TRD vs. Toyota Gazoo Racing vs. Toyota Racing: What’s the Difference?

Why does Toyota have so many racing divisions? And what do they all do?

Writer
ManufacturerPhotographer
2018 LeMans Toyota Gazoo Racing Win 01

Toyota has entered its cars in racing events since the company’s earliest days, and after nearly 70 years of competition it’s rebranding most of its racing under the name Toyota Gazoo Racing. What does Gazoo mean, and how does this rebranding affect the more familiar TRD and Toyota Racing divisions? Why does Toyota have three different racing arms, anyway? It’s a bit complicated, but we have you covered if you’ve wondered what this is all about.

What Is TRD?

Toyota’s most familiar racing department is also its oldest. TRD stands for Toyota Racing Development, though when it first opened in 1957 it was called Toyota Sports Corner, or TOSCO for short. Toyota didn’t get serious about racing until the 1970s, and when it did, it renamed the division TRD in 1976. Based in Japan, it opened its American division in 1979 with an eye toward off-road truck racing. Since then, it’s also handled Toyota road racing, Lexus racing, and Scion racing (before Toyota shuttered the latter brand).

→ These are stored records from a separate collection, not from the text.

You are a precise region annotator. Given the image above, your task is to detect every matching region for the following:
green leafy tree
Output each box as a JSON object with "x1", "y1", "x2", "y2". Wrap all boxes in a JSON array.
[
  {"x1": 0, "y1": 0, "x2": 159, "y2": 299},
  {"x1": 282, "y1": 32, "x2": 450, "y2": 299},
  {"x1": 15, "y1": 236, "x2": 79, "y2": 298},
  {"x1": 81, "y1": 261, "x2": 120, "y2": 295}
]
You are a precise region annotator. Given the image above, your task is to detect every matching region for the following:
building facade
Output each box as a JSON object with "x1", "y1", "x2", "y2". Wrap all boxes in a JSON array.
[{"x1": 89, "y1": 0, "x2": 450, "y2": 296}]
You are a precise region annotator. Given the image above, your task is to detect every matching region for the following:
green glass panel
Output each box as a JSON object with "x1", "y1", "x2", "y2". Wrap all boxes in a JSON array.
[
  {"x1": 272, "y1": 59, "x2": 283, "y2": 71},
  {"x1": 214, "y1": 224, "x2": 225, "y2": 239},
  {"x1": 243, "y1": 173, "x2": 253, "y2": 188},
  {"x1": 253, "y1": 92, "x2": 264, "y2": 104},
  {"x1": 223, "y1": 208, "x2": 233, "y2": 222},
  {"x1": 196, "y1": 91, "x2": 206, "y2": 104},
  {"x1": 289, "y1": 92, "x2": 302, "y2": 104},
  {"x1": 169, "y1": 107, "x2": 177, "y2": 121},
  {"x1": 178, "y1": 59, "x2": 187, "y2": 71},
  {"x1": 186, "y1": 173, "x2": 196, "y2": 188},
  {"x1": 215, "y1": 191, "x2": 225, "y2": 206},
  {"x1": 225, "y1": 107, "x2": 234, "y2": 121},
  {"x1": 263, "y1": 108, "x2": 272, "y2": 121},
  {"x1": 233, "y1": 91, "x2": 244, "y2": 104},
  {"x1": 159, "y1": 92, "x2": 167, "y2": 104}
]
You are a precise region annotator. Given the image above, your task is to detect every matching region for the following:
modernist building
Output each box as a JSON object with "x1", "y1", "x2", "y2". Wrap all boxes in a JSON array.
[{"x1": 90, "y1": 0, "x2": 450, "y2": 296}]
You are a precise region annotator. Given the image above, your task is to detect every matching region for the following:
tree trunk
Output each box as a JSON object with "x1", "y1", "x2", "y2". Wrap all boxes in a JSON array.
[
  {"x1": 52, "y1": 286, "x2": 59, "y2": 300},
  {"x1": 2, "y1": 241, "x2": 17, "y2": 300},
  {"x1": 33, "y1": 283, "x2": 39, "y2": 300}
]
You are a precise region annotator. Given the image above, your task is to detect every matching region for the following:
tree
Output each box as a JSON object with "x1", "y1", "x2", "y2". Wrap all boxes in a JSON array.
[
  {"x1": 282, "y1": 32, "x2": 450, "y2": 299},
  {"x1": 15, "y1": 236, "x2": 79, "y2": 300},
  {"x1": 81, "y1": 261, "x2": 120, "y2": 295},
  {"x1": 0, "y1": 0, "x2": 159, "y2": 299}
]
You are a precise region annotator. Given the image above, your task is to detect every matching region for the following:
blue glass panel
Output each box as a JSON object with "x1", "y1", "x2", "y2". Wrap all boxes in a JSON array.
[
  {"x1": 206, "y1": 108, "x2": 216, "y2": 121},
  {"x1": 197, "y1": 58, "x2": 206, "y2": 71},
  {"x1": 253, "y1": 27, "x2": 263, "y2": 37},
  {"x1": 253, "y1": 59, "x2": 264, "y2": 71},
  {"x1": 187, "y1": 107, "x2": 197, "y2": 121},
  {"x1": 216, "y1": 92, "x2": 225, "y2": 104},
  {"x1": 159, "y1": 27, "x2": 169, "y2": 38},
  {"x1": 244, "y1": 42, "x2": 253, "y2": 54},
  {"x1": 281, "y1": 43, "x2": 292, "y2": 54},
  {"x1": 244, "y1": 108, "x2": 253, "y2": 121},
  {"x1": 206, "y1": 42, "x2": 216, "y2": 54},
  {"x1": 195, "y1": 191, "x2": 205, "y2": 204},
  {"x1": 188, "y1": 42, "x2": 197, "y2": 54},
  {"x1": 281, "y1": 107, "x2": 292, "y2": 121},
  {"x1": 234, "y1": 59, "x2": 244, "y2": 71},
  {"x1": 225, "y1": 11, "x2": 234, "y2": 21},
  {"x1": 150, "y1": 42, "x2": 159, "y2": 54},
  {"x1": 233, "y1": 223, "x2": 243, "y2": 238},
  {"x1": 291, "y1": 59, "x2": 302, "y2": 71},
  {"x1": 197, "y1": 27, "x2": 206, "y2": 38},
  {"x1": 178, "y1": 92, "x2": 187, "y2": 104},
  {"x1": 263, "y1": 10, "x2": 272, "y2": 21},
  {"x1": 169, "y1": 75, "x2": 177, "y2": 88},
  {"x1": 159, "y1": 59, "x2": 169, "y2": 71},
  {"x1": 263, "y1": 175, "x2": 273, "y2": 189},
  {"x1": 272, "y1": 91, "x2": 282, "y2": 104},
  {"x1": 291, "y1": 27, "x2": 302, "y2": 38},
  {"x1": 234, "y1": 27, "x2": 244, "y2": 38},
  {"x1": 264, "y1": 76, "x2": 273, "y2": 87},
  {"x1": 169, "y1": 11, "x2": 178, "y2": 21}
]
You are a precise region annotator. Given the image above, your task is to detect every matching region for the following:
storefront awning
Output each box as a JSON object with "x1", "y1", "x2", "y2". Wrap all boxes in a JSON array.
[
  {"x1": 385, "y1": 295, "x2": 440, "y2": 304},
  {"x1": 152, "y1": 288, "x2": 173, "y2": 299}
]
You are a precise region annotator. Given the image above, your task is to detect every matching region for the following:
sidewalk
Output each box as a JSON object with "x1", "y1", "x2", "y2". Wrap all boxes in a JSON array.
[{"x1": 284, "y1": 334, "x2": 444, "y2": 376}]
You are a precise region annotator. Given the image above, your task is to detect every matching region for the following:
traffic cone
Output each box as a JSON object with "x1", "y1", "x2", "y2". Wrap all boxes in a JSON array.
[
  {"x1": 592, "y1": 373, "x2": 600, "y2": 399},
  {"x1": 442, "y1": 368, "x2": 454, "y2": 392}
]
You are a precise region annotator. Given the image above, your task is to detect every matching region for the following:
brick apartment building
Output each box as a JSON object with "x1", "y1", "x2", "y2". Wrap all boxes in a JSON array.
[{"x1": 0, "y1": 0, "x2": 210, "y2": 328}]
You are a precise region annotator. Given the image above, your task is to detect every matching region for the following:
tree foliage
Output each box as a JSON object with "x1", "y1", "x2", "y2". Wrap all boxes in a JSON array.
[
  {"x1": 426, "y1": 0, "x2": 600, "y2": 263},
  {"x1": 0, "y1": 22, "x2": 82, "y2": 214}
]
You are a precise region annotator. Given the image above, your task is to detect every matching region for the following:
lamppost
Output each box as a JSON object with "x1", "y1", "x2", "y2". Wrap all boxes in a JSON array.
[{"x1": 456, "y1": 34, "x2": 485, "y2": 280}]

TRD has been responsible for designing, building, and campaigning race cars in off-road racing, drifting, drag racing, sports car racing, and NASCAR. The division also develops high-performance versions of Toyota production cars and aftermarket performance parts. (Lexus F and F Sport production cars are developed by Lexus in Japan.)

With Toyota Gazoo Racing’s new expansion into the U.S., drag racing, sports car racing, NASCAR, and drifting teams will change names from TRD to Toyota Gazoo Racing. The TRD name will continue to appear in the NASCAR Craftsman Truck Series and off-road truck racing, and TRD will continue to develop TRD-branded Toyota vehicles and aftermarket parts. TRD will also provide engineering support for Lexus racing in the U.S.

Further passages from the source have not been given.